From June 1998 to the end of 2002, a total of seventeen patients with GER in our centre underwent laparoscopic Nissen fundoplication, accounting for 70% of all the anti-reflux surgery performed during this period. There were 13 boys and 4 girls. The average age at the procedure was 7 years 9 months. The youngest patient was only 9 months old while the oldest was 20 years old. Indications for surgery included severe symptoms of vomiting or regurgitation (10 patients), failure to thrive (8 patients) and recurrent aspiration pneumonia (7 patients). Many patients had overlapping symptoms. Thirteen patients (76.5%) also had other underlying abnormalities. Eight patients had cerebral palsy. Two patients had degenerative brain disease. One patient had tracheo-oesophageal fistula with resection of the fistula and primary anastomosis done. One had chromosomal abnormality and one had non-specific developmental delay. All patients underwent 24-hour pH study to confirm the diagnosis of gastro-oesophageal reflux before definitive surgery.

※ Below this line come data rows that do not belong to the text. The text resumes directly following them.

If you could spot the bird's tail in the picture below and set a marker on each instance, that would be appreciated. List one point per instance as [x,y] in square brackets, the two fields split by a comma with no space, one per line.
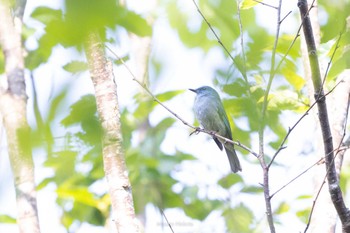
[232,158]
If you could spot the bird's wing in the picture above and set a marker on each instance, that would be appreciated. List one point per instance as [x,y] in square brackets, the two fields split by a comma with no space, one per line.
[224,119]
[218,143]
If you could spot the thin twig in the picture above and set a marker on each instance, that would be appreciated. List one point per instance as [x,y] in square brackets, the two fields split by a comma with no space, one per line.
[293,42]
[298,121]
[261,130]
[213,31]
[214,134]
[330,61]
[242,42]
[166,219]
[295,178]
[265,4]
[285,16]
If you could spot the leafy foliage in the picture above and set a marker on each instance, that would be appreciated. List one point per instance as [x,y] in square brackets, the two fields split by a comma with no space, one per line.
[74,156]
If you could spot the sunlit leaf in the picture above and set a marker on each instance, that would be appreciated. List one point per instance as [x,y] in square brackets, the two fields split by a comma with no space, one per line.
[229,180]
[247,4]
[76,67]
[238,219]
[6,219]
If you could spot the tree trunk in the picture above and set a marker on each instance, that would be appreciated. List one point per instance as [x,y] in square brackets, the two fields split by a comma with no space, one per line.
[13,104]
[113,155]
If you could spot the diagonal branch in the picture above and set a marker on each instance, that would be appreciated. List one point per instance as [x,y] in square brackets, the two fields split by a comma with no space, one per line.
[144,86]
[333,183]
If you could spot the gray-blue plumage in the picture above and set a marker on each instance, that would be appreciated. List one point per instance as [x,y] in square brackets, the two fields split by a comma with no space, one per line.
[211,115]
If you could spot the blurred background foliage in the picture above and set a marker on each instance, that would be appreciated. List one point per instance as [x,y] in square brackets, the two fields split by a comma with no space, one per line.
[74,152]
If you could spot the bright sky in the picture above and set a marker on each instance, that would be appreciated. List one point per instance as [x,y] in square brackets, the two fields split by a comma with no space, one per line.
[190,71]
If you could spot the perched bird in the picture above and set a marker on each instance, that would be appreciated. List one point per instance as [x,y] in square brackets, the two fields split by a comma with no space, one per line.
[211,115]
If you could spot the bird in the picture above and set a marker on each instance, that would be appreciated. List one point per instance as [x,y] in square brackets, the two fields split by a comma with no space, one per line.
[210,112]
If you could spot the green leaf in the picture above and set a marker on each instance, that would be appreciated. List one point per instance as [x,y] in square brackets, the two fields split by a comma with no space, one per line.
[135,24]
[252,189]
[46,14]
[289,71]
[168,95]
[238,219]
[285,100]
[76,67]
[229,180]
[282,208]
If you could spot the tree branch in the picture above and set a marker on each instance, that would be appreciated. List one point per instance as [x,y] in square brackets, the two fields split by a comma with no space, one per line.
[113,156]
[333,183]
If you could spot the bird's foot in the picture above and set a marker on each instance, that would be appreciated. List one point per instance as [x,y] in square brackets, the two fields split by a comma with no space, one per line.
[196,131]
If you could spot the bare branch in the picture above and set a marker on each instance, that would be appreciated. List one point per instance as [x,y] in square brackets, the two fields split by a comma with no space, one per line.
[175,114]
[265,4]
[216,36]
[298,121]
[333,183]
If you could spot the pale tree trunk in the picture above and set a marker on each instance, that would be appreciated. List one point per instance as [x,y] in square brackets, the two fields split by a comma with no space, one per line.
[113,156]
[13,103]
[324,216]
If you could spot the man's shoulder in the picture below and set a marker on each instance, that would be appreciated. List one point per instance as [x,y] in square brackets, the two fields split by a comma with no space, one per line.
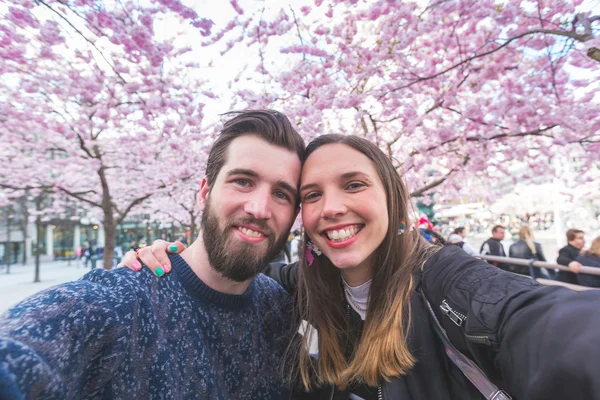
[268,287]
[98,290]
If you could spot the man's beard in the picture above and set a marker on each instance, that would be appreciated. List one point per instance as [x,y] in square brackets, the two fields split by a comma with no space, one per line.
[236,260]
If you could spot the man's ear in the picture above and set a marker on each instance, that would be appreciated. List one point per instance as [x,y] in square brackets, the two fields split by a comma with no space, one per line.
[203,194]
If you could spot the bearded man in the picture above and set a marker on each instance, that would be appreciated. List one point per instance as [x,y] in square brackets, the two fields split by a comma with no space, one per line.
[214,328]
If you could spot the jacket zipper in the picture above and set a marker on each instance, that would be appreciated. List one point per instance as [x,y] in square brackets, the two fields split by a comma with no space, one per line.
[455,316]
[480,339]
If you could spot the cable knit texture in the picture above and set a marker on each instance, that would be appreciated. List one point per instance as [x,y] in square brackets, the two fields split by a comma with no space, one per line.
[126,335]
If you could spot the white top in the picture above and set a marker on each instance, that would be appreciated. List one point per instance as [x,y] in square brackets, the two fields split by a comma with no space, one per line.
[358,296]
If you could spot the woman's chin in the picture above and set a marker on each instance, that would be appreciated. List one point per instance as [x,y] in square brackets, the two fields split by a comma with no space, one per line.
[346,262]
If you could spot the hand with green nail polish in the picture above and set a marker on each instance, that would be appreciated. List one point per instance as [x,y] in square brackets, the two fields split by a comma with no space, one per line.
[155,257]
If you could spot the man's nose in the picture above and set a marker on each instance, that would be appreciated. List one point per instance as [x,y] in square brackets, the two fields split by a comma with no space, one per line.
[333,206]
[259,205]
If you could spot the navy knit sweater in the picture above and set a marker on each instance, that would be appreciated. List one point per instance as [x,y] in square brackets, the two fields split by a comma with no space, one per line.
[127,335]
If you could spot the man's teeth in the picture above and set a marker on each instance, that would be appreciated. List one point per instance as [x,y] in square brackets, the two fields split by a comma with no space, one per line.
[342,234]
[250,232]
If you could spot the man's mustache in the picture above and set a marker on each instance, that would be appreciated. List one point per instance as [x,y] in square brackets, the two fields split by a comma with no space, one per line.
[260,224]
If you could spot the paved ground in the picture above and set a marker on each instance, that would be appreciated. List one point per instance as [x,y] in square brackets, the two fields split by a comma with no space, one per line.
[19,285]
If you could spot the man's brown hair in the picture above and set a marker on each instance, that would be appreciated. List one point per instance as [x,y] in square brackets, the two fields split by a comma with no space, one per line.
[572,233]
[269,125]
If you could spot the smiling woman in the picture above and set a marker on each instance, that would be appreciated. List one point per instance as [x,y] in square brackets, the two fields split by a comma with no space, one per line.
[398,318]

The mean operative duration was 180 minutes (120 minutes for open fundoplication). Three patients (17.6%) needed conversion to open fundoplication. In one of the patients, it was due to difficulty in visualising the gastro-oesophageal junction at laparoscopy. Another conversion was needed because the operative field was obscured by a loop of dilated bowel. The most recent conversion was due to multiple adhesions as a result of previous laparotomy in a child with previous necrotizing enterocolitis. There were four postoperative complications (23.5%). One patient had wound infection, which resolved with antibiotic treatment. Another two patients had persistent symptoms. One of them was later found to have achalasia. The other patient with persistent symptoms finally required a redo fundoplication. Intra-operatively it was found that there was a small hiatal defect between the right crus and the oesophagus. The patient became symptom free after the redo operation. The fourth complication was due to too tight a wrap around the gastro-oesophageal junction. The patient presented with dysphagia post operatively. Dilatation of the gastro-oesophageal junction was done but symptoms did not resolve. Finally a redo operation was decided with subsequent good outcome. Overall, failure rate of laparoscopic fundoplication to provide symptomatic relief was only 11.8%. The rate for redo fundoplication was also 11.8%. In conclusion, our initial experience with laparoscopic fundoplication was encouraging. Both the operative time as well as the specific complication rate was comparable to other major centers in the world.22 Furthermore, the majority of patients became symptom free after the surgery. The complication rate and operative duration will further improve as our technique matures. We therefore envisage the continued widespread use of this technique in the paediatric population.